The correct answer is $\boxed{\text{B) 9.6ns km-1}}$.
The rms pulse broadening due to material dispersion is given by:
$$\Delta \tau = \frac{L}{\nu_0} \cdot \frac{D_m}{\lambda_0^2}$$
where $L$ is the fiber length, $\nu_0$ is the central frequency of the light, $D_m$ is the material dispersion coefficient, and $\lambda_0$ is the central wavelength of the light.
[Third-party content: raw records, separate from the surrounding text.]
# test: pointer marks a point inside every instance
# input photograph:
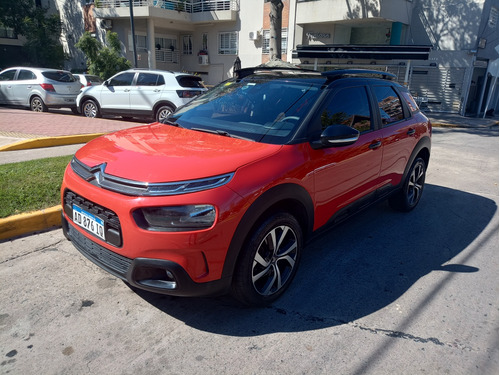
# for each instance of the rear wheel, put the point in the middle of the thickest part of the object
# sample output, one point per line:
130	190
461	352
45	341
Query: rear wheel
91	109
408	197
163	112
268	261
37	104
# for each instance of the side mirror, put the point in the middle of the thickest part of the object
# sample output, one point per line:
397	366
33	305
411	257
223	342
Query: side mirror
337	136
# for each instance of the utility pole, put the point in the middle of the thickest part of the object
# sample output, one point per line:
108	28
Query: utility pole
275	30
134	49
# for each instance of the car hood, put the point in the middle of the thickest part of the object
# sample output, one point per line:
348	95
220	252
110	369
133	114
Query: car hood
162	153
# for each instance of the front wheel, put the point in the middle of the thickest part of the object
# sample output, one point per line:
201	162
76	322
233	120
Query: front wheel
91	109
268	261
408	197
163	112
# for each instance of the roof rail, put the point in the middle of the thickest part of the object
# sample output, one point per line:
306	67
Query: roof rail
340	73
242	73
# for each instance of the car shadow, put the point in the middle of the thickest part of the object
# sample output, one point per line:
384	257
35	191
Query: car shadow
354	269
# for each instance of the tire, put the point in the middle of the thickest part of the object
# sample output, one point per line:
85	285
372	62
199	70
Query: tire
163	112
268	261
90	109
37	104
407	198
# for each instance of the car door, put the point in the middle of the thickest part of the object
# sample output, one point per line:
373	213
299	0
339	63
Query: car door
23	86
115	95
399	133
146	92
6	86
344	174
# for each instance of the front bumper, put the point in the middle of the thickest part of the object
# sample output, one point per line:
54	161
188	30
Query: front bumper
154	275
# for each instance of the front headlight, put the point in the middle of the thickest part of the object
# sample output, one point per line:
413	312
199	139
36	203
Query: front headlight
176	218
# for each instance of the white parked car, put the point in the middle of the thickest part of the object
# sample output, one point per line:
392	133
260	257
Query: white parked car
140	93
89	80
39	88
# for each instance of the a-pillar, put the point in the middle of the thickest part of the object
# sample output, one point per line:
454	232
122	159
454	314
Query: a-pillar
151	44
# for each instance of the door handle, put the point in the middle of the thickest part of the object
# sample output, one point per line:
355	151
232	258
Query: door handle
375	144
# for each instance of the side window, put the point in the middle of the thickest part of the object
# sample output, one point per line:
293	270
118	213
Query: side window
389	104
148	79
349	106
124	79
409	100
8	75
25	75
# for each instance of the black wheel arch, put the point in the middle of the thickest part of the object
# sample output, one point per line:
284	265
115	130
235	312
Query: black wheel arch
291	198
88	97
162	103
423	150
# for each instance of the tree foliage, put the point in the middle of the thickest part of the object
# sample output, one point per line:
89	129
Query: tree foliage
103	61
41	30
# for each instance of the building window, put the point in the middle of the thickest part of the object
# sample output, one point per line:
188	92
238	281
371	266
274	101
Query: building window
166	50
228	43
187	45
204	42
7	32
141	42
267	37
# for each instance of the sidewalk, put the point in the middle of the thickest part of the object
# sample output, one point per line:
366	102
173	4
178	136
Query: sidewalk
26	135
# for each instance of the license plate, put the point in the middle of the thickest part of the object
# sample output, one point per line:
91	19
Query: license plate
88	221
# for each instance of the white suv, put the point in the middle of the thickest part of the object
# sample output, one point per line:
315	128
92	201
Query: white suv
140	93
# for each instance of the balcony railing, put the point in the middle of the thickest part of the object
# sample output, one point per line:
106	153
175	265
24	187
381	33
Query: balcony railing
179	5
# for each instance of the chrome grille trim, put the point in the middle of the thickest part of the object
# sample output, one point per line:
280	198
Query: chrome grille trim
97	176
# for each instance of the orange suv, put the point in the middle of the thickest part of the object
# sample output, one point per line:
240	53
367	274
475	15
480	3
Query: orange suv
223	195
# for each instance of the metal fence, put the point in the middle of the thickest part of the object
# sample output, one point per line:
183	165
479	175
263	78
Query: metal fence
178	5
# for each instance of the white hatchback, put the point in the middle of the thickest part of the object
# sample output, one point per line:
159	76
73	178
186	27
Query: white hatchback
39	88
140	93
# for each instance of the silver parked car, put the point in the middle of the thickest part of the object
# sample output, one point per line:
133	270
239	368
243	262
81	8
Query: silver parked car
140	93
39	88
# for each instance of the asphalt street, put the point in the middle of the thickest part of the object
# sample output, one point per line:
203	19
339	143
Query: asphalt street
385	293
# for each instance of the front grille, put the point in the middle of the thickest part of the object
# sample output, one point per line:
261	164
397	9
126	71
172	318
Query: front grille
112	227
113	263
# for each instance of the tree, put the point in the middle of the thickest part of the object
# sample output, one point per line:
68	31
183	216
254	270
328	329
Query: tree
275	29
103	61
42	32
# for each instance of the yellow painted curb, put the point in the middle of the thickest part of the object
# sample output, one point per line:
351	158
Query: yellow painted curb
17	225
50	141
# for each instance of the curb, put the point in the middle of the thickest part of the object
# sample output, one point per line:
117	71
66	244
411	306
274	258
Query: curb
17	225
50	142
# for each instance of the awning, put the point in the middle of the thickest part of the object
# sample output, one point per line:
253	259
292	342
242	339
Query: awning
367	52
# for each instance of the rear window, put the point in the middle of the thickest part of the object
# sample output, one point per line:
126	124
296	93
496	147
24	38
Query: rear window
59	76
190	81
409	100
94	79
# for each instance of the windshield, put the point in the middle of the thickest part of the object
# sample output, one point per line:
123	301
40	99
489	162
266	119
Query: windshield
261	109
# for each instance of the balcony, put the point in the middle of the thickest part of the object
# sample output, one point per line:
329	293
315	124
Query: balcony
193	12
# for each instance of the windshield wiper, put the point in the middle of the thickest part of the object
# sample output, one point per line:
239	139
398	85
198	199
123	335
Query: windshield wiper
167	121
221	132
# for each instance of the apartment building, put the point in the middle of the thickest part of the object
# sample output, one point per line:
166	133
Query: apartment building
446	52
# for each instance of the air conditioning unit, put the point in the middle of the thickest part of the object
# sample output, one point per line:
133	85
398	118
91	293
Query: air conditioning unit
203	59
107	24
254	35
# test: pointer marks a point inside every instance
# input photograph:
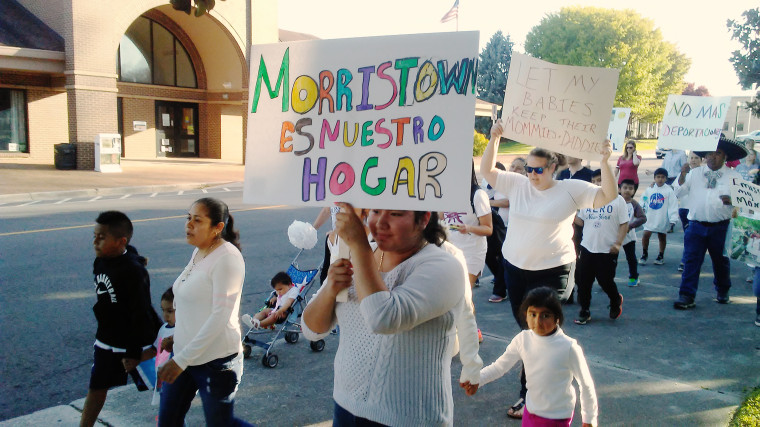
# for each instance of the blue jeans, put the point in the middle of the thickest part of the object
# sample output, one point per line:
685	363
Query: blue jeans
698	239
217	382
683	214
756	288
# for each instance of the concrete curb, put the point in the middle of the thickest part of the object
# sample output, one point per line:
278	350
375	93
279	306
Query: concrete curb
107	191
65	415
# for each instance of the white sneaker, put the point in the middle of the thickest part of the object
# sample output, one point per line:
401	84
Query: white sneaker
250	321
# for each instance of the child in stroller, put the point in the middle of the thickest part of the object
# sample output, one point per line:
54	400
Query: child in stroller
279	305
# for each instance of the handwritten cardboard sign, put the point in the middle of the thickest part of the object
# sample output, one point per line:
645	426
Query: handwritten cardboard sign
693	122
745	240
745	194
380	122
618	126
561	108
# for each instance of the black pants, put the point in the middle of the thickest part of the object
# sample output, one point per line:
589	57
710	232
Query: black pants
600	267
523	281
630	257
495	263
325	264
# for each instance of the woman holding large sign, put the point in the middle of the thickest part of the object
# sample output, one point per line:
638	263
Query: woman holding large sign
538	249
393	362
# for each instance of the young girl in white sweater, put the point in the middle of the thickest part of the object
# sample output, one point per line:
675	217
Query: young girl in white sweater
552	360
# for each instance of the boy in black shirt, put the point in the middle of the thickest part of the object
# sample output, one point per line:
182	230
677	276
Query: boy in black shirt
127	322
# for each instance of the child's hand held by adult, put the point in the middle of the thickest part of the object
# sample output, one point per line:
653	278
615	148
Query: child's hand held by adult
169	371
167	344
129	364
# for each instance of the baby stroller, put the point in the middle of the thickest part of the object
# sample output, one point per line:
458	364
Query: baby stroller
291	326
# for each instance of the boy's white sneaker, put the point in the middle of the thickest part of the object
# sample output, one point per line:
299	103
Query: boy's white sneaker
250	321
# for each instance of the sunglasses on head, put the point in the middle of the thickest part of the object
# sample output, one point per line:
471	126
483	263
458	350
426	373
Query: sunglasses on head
536	170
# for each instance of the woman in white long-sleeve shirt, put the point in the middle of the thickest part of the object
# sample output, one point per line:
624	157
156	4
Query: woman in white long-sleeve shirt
207	347
393	364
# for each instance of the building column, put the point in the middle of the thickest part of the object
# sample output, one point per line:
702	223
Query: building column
92	110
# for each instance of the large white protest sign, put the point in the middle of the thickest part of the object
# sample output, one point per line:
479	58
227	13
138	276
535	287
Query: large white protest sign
558	107
745	194
618	126
380	122
693	122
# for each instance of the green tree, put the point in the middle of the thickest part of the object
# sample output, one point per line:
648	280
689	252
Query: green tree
650	67
492	74
746	60
698	91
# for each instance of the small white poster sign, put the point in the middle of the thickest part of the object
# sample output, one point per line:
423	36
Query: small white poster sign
561	108
380	122
693	122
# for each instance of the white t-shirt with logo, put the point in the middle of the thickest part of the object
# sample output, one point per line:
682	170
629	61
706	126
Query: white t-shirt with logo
540	232
600	226
661	208
631	236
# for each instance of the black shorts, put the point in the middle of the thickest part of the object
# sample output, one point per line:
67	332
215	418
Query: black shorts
108	371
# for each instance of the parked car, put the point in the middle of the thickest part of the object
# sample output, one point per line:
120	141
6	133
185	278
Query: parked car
754	136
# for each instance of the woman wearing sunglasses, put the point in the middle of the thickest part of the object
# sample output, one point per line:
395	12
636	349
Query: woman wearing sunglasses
628	165
538	249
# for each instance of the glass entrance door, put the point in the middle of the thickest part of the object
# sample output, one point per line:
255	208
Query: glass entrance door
176	129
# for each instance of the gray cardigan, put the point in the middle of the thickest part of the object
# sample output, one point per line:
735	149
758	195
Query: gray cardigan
393	363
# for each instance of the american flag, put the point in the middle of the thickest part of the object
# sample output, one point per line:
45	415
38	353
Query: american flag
453	13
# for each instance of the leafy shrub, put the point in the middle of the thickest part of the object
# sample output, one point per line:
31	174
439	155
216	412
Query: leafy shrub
479	144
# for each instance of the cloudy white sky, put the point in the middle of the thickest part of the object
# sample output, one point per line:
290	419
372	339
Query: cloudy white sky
698	29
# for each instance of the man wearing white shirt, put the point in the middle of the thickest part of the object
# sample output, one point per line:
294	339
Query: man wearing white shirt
708	188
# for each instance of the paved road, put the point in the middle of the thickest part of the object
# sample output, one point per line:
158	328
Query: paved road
653	366
46	263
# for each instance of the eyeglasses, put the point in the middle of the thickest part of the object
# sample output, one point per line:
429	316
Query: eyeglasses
536	170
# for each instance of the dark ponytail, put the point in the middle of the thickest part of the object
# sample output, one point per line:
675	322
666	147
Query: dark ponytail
219	212
433	232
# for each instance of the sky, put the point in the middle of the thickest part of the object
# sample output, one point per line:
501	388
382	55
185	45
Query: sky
698	29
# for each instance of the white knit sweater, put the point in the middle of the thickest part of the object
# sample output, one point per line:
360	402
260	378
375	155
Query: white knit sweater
393	363
207	300
550	364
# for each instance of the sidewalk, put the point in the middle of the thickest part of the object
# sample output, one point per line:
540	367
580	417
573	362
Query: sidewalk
653	366
22	181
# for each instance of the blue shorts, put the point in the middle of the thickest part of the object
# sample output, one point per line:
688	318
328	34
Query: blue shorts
108	371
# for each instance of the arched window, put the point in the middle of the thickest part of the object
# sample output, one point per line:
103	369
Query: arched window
150	54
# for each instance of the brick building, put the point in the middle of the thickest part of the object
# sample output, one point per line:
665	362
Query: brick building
172	84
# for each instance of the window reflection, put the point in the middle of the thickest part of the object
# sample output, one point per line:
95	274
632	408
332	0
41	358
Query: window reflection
150	54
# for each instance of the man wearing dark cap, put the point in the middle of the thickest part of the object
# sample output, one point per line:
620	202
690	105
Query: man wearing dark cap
709	189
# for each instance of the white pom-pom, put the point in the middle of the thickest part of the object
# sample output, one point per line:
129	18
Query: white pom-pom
302	235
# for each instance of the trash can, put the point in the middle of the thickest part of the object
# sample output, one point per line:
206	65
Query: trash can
65	156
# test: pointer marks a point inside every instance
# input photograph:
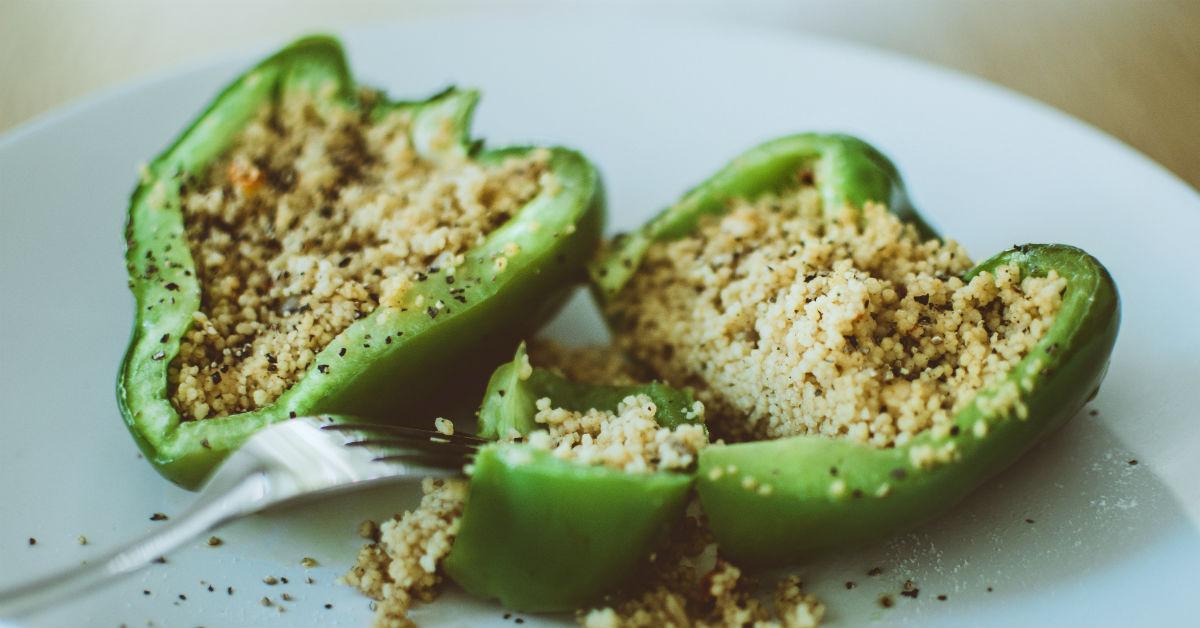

In this case, we are given that $L = 1 \text{ km}$, $\nu_0 = 299,792,458 \text{ m s}^{-1}$, $D_m = 150 \text{ ps nm}^{-1} \text{ km}^{-1}$, and $\lambda_0 = 600 \text{ nm}$. Substituting these values into the equation, we get:
$$\Delta \tau = \frac{1 \text{ km}} {299,792,458 \text{ m s}^{-1}} \cdot \frac{150 \text{ ps nm}^{-1} \text{ km}^{-1}} {600 \text{ nm}^2} = 9.6 \text{ ns km}^{-1}$$
Therefore, the rms pulse broadening due to material dispersion is $\boxed{\text{9.6ns km-1}}$.
The other options are incorrect because they do not take into account the correct values of the parameters.